The Dunbars, who shared a celebratory dinner with Neptune on Friday night after the deal was signed, intend to bring back the museum. “It will be different, though,” says new co-owner Shelley Dunbar. “We want people to come into the store and explore. We plan to scatter different displays throughout the space, so customers will discover them as they wander around and shop.”
And that’s not all they will bring back. The Dunbars’ dream is to recreate the energy and vibe of the old days, when Neptune was the type of store that climbers congregated in. Of course, there will be a total renovation (long overdue). There will be a new bouldering wall, a robust calendar of community events ranging from slideshows to gear workshops to kids’ programs, and shelves stocked with must-have gear.
“I really hope the new owners will kickstart the Thursday night presentations, which can range from how to pack your backpack to climbing a Colorado 14er, to hosting famous climbers talking about Everest,” says long-time patron and climber Jordan Campbell. “Despite there being low levels of inventory [right now], I will be patronizing the store in the days and weeks ahead just on principle. Neptune’s has given a lot to Boulder, and to me.”
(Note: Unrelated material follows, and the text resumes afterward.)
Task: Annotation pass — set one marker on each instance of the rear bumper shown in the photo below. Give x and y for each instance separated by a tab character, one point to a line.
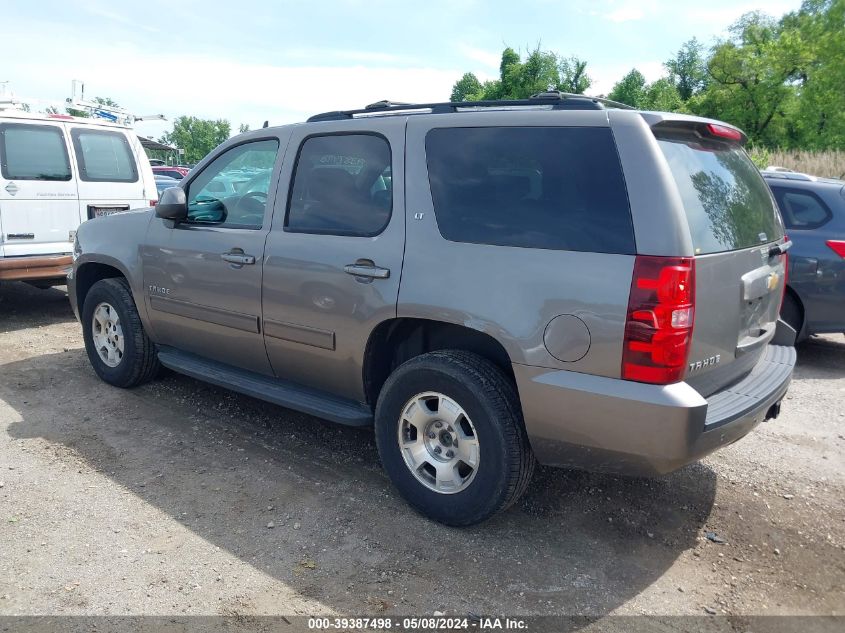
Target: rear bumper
34	267
609	425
Gary Neptune is excited for his namesake store’s next chapter. “Jen [Mull] had her heart in the right place,” he says. “But she was buried with all her other stores and she couldn’t get into this one like she should have. Shelley and Andrew are local climbers and skiers—just like me—and that will bring authenticity back to the shop.”
Neptune also points out that the Dunbars’ intimacy with the vendor side of the outdoor industry, after having successfully run Sea to Summit for 19 years, will be a huge advantage for them. “They understand the back side of things,” he says. “And they’re coming into this with eyes wide open.”
The staff stoke at Neptune
Since word of the sale, spirits are high at Neptune. “There’s an incredible amount of energy in the place now,” says Malcolm Daly, long-time industry veteran and founder of Great Trango Holdings who has been working part time in the store for about three years now out of pure loyalty.
“The employees are dreaming about what [Neptune] 3.0 is going to look like, customers are coming in every few days for the update, and the amount of community support for the store is nothing but humbling.”
People like Daly, who believe in the store’s local community and know what a vibrant, vital place it can be for an outdoor mecca like Boulder, just might prove to be Neptune’s greatest asset.
That, and new owners who part of that community. On Friday evening, after the Dunbars closed the deal, Andrew swung by the store to high-five his skeleton staff.
“There were only three of us working the floor and we were actually jamming hard in the rental department,” says Daly. “Without hesitating, Andrew jumped in and started helping a customer with mountaineering boots. That’s the best kind of owner we can have.”